Input (-i), Output (-o), XML Schema (-s), and Reference (-r): Filename Arguments

The arguments given to the options --input, --output, --xml-schema, and --reference can be any XML file. It can optionally be specified with a relative or absolute pathname. If relative, the pathname is relative to the current working directory as determined by the operating system (i.e. not relative to xmlmerge.py itself). The filenames can have any extension, it does not have to be ".xml" (or ".xsd" for the schema), but the extension (if used) has to be provided (i.e. not just "schemafile", but "schemafile.xsd" for a file actually called "schemafile.xsd").

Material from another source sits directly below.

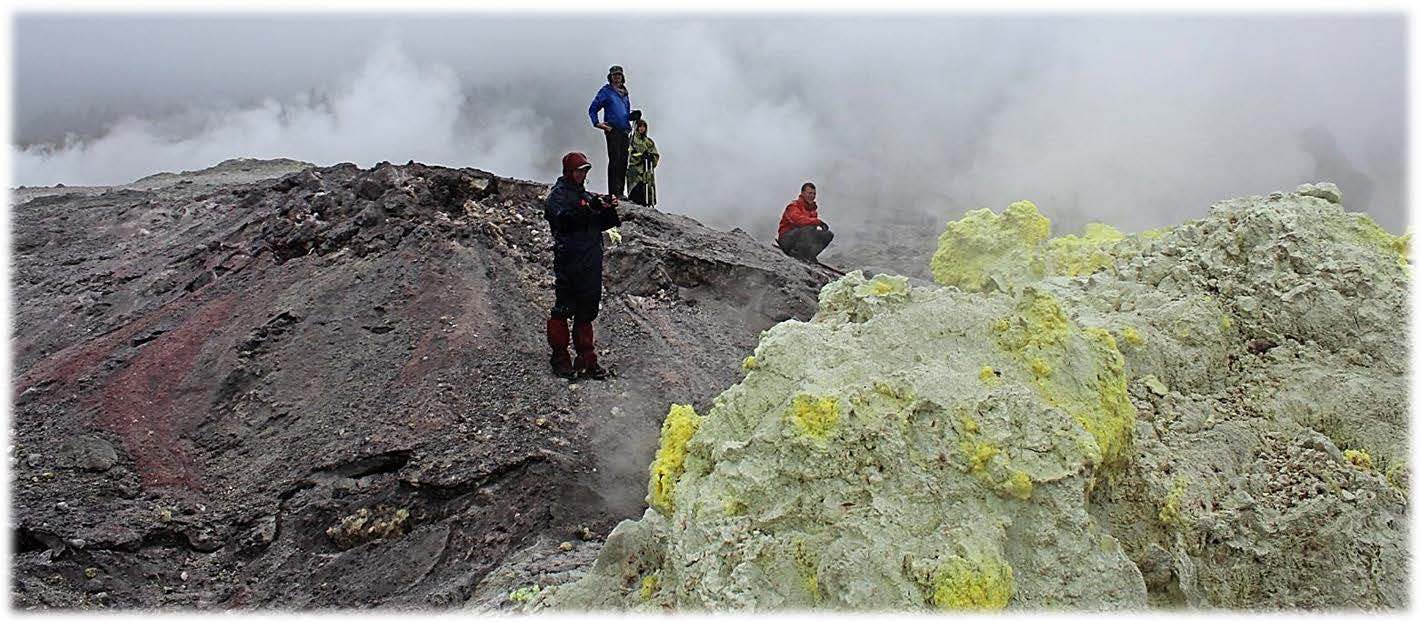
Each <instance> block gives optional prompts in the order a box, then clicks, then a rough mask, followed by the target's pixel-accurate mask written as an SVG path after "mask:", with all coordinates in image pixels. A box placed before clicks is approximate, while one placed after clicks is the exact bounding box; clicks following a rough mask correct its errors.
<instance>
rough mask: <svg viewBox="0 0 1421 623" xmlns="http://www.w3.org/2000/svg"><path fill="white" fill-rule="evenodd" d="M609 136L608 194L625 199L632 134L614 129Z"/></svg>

If no output filename is specified using the --output option, then it is constructed from the input filename by removing the filename extension of ".xml" (case-insensitive), and appending ".out.xml". If this is not desired, specify the --output option explicitly. Examples (if no output is specified):

DEVICE.XML==>DEVICE.out.xml
protocol.xhtml==>protocol.xhtml.out.xml

How to use an XML Schema File (-s)

If an XML Schema file is specified using the --xml-schema option, the created output file is matched against that schema. The result of the match is reported by xmlmerge.py on its standard output (the terminal screen) and in its return value (also called error code on Windows).

How to use a Reference XML File (-r and -d)

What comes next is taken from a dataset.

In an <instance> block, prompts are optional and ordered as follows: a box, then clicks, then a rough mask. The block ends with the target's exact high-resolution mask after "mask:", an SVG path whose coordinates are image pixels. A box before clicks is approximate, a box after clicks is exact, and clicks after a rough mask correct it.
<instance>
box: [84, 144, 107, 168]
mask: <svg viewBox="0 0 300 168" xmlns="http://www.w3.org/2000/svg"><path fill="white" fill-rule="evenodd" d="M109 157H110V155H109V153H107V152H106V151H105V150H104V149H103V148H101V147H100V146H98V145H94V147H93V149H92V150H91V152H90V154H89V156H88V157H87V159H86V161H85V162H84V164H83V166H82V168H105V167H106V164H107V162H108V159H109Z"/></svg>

If a reference XML file is specified using the --reference option, the created output file is compared to it bitwise. (I.e. watch out for differing line endings, they might create a confusing and otherwise empty diff. xmlmerge.py always produces Unix line endings, '\n', on all platforms.) The result of the comparison is reported by xmlmerge.py on its standard output and in its return value.

If the --html-diff option is given, a file "<output-filename>.diff.html" is produced, showing the differences between the user-provided reference file and the xmlmerge.py-produced output file.

Reference files are particularly useful (and meant to be used) in two occasions:

Tracing Inclusions (-t)

(This feature has not yet been implemented in the current version of XML Merge.)

If the --trace-includes option is given, each result of an <xm:Include/> operation will be surrounded by <xmt:Start/> and <xmt:End/> elements. The XML namespace used for these elements is xmlns:xmt="urn:felixrabe:xmlns:xmlmerge:inctrace".